In previous posts I've discussed a native Apache Spark connector for MongoDB (NSMC) and NSMC's integration with Spark SQL. The latter post described a naive implementation of Spark SQL integration, intended to demonstrate its value and the applicability of Spark SQL's recently introduced external data source API. In particular, I had then made no attempt to make the implementation efficient. In this post I will describe how to use some of the features of the external data source API to achieve a much more efficient Spark SQL integration.
General Approach
As discussed in earlier posts, the major challenges in implementing a Spark SQL external data source for MongoDB are:
- Efficient schema inference for the entire collection.
- Efficient use of MongoDB's query capabilities, based on Spark SQL's projection and filter pushdown mechanism, to obtain the data required for each Spark SQL query.
The NSMC project is hosted on GitHub, and the class nsmc.sql.MongoRelationProvider is a good starting point for reading the Spark SQL integration code.
Schema Inference
The Spark SQL schema for a MongoDB collection is computed when the collection is registered using, say, Spark SQL's CREATE TEMPORARY TABLE command.
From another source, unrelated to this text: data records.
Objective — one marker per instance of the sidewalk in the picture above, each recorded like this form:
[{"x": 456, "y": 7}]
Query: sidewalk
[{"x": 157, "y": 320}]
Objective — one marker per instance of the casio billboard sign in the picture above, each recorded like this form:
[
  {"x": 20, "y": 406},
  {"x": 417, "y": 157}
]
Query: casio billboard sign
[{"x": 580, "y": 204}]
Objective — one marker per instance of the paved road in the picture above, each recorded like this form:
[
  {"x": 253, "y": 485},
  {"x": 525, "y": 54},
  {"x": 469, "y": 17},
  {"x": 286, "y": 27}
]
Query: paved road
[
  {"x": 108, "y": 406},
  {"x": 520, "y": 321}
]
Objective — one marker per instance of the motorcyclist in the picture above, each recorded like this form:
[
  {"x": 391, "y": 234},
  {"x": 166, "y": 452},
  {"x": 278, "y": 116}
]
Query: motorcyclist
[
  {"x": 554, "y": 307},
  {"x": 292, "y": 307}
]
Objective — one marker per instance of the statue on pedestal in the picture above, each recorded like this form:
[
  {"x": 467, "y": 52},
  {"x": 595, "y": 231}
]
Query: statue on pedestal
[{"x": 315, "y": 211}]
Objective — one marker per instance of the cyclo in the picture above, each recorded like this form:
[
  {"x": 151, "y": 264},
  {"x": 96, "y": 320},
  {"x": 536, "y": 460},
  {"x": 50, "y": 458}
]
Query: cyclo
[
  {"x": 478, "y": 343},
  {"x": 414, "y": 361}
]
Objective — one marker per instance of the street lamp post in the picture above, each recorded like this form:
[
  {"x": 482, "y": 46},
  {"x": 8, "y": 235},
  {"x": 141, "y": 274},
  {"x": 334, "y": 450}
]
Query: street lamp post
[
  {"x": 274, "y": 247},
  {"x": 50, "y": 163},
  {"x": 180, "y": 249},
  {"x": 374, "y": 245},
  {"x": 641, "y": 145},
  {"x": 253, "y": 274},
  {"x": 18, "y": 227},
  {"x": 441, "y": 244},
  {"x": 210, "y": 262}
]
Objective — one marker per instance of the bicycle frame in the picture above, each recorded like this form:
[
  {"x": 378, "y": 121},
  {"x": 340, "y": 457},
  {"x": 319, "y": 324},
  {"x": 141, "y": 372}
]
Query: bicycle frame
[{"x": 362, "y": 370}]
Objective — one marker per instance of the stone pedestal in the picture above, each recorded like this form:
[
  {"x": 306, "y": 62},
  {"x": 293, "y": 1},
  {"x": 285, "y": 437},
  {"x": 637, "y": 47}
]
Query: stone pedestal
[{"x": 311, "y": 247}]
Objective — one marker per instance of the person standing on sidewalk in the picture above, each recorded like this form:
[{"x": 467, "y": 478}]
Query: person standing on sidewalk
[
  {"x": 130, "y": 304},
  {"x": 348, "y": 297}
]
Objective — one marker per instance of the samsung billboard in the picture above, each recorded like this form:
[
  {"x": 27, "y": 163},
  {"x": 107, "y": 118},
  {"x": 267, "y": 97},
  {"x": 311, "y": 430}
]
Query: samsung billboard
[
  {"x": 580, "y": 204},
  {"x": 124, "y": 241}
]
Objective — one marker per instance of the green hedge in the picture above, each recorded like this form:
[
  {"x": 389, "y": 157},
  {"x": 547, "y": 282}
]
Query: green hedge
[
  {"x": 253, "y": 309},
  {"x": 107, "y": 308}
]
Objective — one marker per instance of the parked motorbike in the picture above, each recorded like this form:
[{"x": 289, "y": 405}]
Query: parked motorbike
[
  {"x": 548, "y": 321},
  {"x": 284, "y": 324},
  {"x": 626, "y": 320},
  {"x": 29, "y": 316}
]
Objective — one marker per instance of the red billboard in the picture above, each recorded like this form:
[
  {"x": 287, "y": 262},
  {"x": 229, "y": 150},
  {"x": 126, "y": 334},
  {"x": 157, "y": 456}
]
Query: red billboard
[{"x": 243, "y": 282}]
The goal of schema inference is to generate a Spark SQL schema (Seq[StructField]) to which each document in the collection conforms, so that each document can be converted to an org.apache.spark.sql.Row in order to produce an RDD[Row] as a query result. Some of the subtleties of what it means to infer such a schema were discussed in the original post on Spark SQL integration.
Schema inference itself makes use of Spark's parallel computation features. First, a set of partitions is computed for the collection. Then these are parallelized into an RDD. Next, each partition's collection data is read (in parallel) and a separate schema is computed for each partition. Finally, these schemas are all merged into a single schema that definitively represents the collection. This approach is summarized in Figure 1.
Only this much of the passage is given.